Nolan v. Judicial Council of Third Circuit

346 F. Supp. 500, 1972 U.S. Dist. LEXIS 12541
CourtDistrict Court, D. New Jersey
DecidedJuly 29, 1972
DocketCiv. 769-72
StatusPublished
Cited by12 cases

This text of 346 F. Supp. 500 (Nolan v. Judicial Council of Third Circuit) is published on Counsel Stack Legal Research, covering District Court, D. New Jersey primary law. Counsel Stack provides free access to over 12 million legal documents including statutes, case law, regulations, and constitutions.

Bluebook
Nolan v. Judicial Council of Third Circuit, 346 F. Supp. 500, 1972 U.S. Dist. LEXIS 12541 (D.N.J. 1972).

Opinion

THOMSEN, District Judge. *

Plaintiff challenges on various grounds the validity of the following resolution adopted by the Judicial Council of the Third Circuit on February 10 and reaffirmed on April 12,1972:

“RESOLVED that in all bankruptcy proceedings this Council holds as incompatible the continued representation as attorney for the trustee by any lawyer or his firm who represents a third party who submits a plan for reorganization in the bankruptcy; and that the recusal by the attorney only from commenting on proposed .reorganization plans is not an adequate immunization from the appearance of a conflict of interest.”

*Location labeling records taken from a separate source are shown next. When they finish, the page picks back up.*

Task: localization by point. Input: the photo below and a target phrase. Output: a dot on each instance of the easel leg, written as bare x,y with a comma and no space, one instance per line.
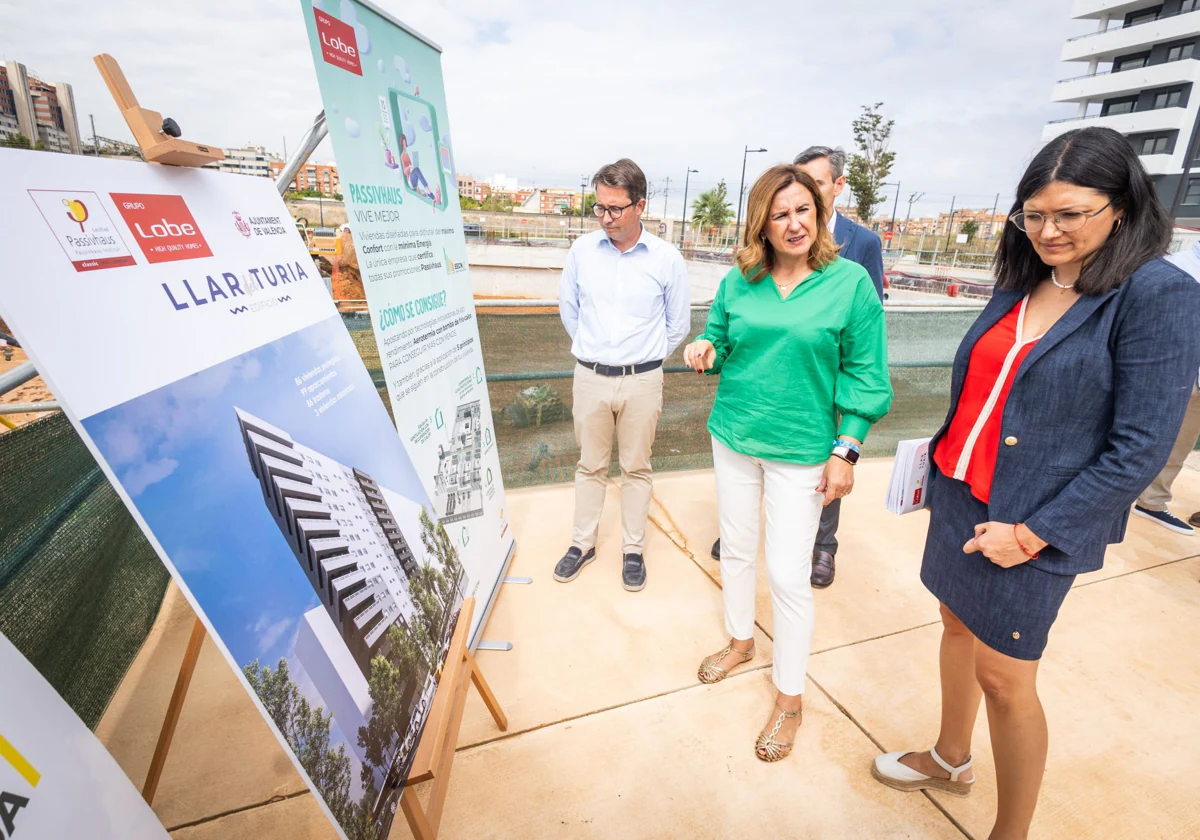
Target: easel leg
485,691
173,711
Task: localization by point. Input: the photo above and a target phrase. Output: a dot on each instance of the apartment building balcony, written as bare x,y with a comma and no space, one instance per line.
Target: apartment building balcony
1105,83
1122,40
1137,123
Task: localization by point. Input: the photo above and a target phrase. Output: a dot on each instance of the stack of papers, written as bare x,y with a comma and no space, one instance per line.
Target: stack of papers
910,477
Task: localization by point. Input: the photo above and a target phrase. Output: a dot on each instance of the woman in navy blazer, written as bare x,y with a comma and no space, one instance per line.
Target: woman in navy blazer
1067,395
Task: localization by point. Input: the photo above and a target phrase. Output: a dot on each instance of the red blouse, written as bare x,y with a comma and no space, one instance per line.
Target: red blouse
969,449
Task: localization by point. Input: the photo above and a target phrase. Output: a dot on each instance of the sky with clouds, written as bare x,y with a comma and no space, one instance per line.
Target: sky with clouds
549,91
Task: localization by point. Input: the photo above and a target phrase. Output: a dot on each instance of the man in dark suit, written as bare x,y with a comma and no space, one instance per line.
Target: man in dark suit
827,167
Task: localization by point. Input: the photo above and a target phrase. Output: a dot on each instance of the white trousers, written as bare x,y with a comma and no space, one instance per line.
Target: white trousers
793,513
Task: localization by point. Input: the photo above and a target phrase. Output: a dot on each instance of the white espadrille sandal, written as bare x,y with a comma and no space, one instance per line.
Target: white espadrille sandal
888,769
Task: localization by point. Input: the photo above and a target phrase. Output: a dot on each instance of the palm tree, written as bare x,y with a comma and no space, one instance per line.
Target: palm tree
712,208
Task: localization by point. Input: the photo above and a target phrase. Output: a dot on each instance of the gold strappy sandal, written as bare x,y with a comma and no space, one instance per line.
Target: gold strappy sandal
766,747
711,672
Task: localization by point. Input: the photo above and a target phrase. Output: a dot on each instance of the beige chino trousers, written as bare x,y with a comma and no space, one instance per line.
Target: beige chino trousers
628,407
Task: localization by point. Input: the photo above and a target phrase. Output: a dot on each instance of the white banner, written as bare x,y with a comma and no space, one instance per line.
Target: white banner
387,114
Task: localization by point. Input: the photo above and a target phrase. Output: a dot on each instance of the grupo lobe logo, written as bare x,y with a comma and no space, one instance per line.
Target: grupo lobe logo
339,46
162,226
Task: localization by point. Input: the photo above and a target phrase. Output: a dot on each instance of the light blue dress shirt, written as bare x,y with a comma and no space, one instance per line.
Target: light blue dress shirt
624,309
1188,261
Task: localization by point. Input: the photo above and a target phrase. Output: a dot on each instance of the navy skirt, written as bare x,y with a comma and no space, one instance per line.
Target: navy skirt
1008,610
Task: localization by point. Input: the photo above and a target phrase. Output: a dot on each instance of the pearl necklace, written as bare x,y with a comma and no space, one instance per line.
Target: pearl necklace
1054,279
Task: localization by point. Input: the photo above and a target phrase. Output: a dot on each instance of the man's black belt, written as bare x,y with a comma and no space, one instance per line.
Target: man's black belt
621,370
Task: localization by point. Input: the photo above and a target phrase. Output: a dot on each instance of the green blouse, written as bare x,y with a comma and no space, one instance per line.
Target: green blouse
790,366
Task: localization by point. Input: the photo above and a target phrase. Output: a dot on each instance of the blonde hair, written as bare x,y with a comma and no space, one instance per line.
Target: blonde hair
756,258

The resolution was adopted with the immediate objective of causing the resignation or removal of plaintiff as attorney for the trustee in a Chapter X reorganization proceeding in this court.

The late Judge Robert Shaw had been handling the bankruptcy proceeding and had been communicating with Chief Judge Seitz of the Court of Appeals for the Third Circuit with respect thereto. Chief Judge Seitz sent Judge Shaw a copy of the resolution, which Judge . Shaw showed to plaintiff and gave him an opportunity to resign. Plaintiff refused, and filed the original complaint in the instant case on May 2, seeking relief by way of declaratory judgment, injunction, mandamus, or prohibition against enforcement of the resolution. Later that day Judge Shaw entered an order terminating the services of plaintiff as attorney for the trustee, without any formal notice or hearing, because Judge Shaw considered the resolution to be an order which he was bound to “carry into effect”. 28 U.S.C.A. § 332(d).

After Judge Shaw had entered and later vacated a stay of his May 2 order, plaintiff filed an amended complaint herein, adding a fifth count in which he *502 alleged the entry of the May 2 order and sought judgment: (1, 2) declaring the acts and the resolution of the- Council to be in excess of its statutory and constitutional authority; (3) enjoining the Council from causing to be enforced the order of the District Court discharging him as attorney for the trustee; or alternatively, (4) “should the Court find that the Judicial Council has the power to make rules relating specifically to pending litigation, then plaintiff seeks a determination that Section 332 of Title 28 of the United States Code is unconstitutional to the extent that said statute delegates such powers to the Judicial Council, without providing for the definite standards required by the Constitution or the rudimentary requirements of due process.” Plaintiff also requested that a three-judge district court be impanelled.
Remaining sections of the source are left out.